A temporada final de The Boys não entra em cena para encerrar pontas. Entra para testar o quanto essa história ainda consegue piorar. O mundo está quebrado, a resistência virou resto e Butcher já não parece lutar para salvar nada. Ele parece lutar para destruir tudo antes que sobre alguém para comemorar a vitória dos supers. Confira trailer:
Homelander venceu: a temporada final começa onde quase toda série teria medo de chegar
O acerto mais brutal dessa despedida está no ponto de partida. The Boys não volta prometendo revanche heroica. Volta com a guerra praticamente perdida. O terror agora não é possibilidade. É governo. E isso faz a série parecer mais perigosa do que nunca, porque tira do público qualquer conforto de fórmula.
Nesse cenário, Antony Starr deixa de interpretar apenas um vilão carismático. Ele vira o centro absoluto da infecção moral da série. Já Annie, Hughie, Frenchie e Mothers Milk não funcionam mais como equipe pronta para revidar. Funcionam como sobreviventes tentando respirar dentro de um sistema que já apodreceu.
É isso que dá peso ao retorno. O caos não está chegando. O caos já escreveu as regras.
O vírus de Butcher e o fim da linhagem supra: quem realmente sai vivo desse massacre?
Se Homelander representa o poder absoluto, Butcher representa a resposta mais doente possível a esse poder. O personagem de Karl Urban finalmente parece cruzar a linha sem olhar para trás. A ideia de usar um vírus para exterminar todos os supers deixa de ser exagero de roteiro e vira sintoma de um homem que já não separa justiça de genocídio.
É aí que a temporada final pode ficar mais cruel. Porque a pergunta deixa de ser “quem vence Homelander?” e passa a ser “o que sobra do mundo depois que Butcher terminar?”.
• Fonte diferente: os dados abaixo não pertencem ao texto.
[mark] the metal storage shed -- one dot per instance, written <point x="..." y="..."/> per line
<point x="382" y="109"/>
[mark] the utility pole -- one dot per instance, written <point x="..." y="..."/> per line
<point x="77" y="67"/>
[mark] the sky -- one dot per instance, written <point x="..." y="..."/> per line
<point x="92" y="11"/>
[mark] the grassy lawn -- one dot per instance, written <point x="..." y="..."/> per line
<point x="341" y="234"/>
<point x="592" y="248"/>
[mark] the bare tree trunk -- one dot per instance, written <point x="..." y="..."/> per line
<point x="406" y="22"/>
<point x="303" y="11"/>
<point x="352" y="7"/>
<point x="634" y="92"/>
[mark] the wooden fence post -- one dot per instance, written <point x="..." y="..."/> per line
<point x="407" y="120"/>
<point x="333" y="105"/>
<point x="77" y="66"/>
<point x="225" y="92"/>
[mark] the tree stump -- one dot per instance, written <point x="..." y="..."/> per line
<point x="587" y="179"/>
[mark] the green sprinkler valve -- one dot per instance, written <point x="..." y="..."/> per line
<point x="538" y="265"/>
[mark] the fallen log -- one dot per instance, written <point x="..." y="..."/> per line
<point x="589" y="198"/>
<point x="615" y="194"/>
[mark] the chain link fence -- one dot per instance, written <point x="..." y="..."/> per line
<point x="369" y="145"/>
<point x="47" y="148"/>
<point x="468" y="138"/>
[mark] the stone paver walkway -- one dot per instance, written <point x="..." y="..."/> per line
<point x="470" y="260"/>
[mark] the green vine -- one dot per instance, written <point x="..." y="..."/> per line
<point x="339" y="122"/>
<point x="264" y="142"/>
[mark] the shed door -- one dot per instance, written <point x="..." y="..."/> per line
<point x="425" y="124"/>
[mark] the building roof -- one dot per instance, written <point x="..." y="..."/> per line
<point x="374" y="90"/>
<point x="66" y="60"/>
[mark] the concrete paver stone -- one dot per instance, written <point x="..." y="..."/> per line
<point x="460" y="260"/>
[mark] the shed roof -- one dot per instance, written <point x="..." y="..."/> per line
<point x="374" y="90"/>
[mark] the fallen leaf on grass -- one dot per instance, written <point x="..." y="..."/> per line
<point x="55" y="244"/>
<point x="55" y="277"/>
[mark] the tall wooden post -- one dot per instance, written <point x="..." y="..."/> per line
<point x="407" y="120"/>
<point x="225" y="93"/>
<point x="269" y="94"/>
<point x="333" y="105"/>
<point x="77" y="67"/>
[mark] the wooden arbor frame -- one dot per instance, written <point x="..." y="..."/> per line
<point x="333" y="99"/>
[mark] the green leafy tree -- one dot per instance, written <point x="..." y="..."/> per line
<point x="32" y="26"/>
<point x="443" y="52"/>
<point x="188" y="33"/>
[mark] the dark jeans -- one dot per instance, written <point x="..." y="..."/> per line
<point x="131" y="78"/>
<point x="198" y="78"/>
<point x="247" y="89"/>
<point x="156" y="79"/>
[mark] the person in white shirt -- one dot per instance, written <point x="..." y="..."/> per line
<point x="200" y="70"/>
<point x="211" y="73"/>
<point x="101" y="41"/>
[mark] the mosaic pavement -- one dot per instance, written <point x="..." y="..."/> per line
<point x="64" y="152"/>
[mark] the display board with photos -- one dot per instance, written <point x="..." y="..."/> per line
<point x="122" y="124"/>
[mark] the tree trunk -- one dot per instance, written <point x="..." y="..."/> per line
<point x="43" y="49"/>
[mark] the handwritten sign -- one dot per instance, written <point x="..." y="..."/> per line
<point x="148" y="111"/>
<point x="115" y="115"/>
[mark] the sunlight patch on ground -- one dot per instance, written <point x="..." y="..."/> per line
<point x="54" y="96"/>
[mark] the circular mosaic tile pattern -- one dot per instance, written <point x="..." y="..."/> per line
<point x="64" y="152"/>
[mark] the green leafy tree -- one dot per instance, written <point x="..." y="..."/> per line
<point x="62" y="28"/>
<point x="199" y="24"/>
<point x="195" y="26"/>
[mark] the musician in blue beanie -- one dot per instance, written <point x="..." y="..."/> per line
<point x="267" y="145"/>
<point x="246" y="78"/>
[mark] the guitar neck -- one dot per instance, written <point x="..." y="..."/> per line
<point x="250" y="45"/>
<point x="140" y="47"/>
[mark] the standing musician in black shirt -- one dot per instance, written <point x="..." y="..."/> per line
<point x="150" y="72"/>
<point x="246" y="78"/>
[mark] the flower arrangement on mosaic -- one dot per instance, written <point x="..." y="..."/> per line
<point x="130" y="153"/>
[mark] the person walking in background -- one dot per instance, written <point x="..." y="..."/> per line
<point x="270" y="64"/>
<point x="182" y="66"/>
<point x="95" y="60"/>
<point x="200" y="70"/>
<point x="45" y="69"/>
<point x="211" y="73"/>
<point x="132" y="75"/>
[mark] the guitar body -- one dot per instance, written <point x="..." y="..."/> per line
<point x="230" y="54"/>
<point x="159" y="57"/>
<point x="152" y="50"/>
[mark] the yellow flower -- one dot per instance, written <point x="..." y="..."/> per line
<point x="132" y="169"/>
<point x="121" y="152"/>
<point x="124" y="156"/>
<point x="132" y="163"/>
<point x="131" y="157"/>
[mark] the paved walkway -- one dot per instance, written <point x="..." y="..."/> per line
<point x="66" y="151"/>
Essa é a tensão real. Não existe mais herói intacto nesse tabuleiro. Existe um grupo de personagens psicologicamente destruídos tentando impedir um deus fascista enquanto um aliado cada vez mais instável abraça a própria monstruosidade.
O resto do elenco importa justamente por causa disso. Jack Quaid, Erin Moriarty, Karen Fukuhara, Laz Alonso, Tomer Capone e Jensen Ackles não entram como presença de ficha técnica.

Entram como peças de uma temporada que claramente quer cobrar preço alto de todo mundo. E, pelo histórico da série, esse preço dificilmente será só emocional.
No fim, The Boys parece caminhar para o único tipo de encerramento coerente com o que construiu até aqui: um final feio, violento e moralmente contaminado. Não há espaço para conto de fadas em uma série que passou anos mostrando o poder como doença.
Há espaço, isso sim, para colapso, sangue e a sensação de que ninguém sai dessa guerra sem virar alguma coisa pior. E é exatamente por isso que a temporada final tem cara de evento. Não porque vai acabar. Mas porque vai acabar mal.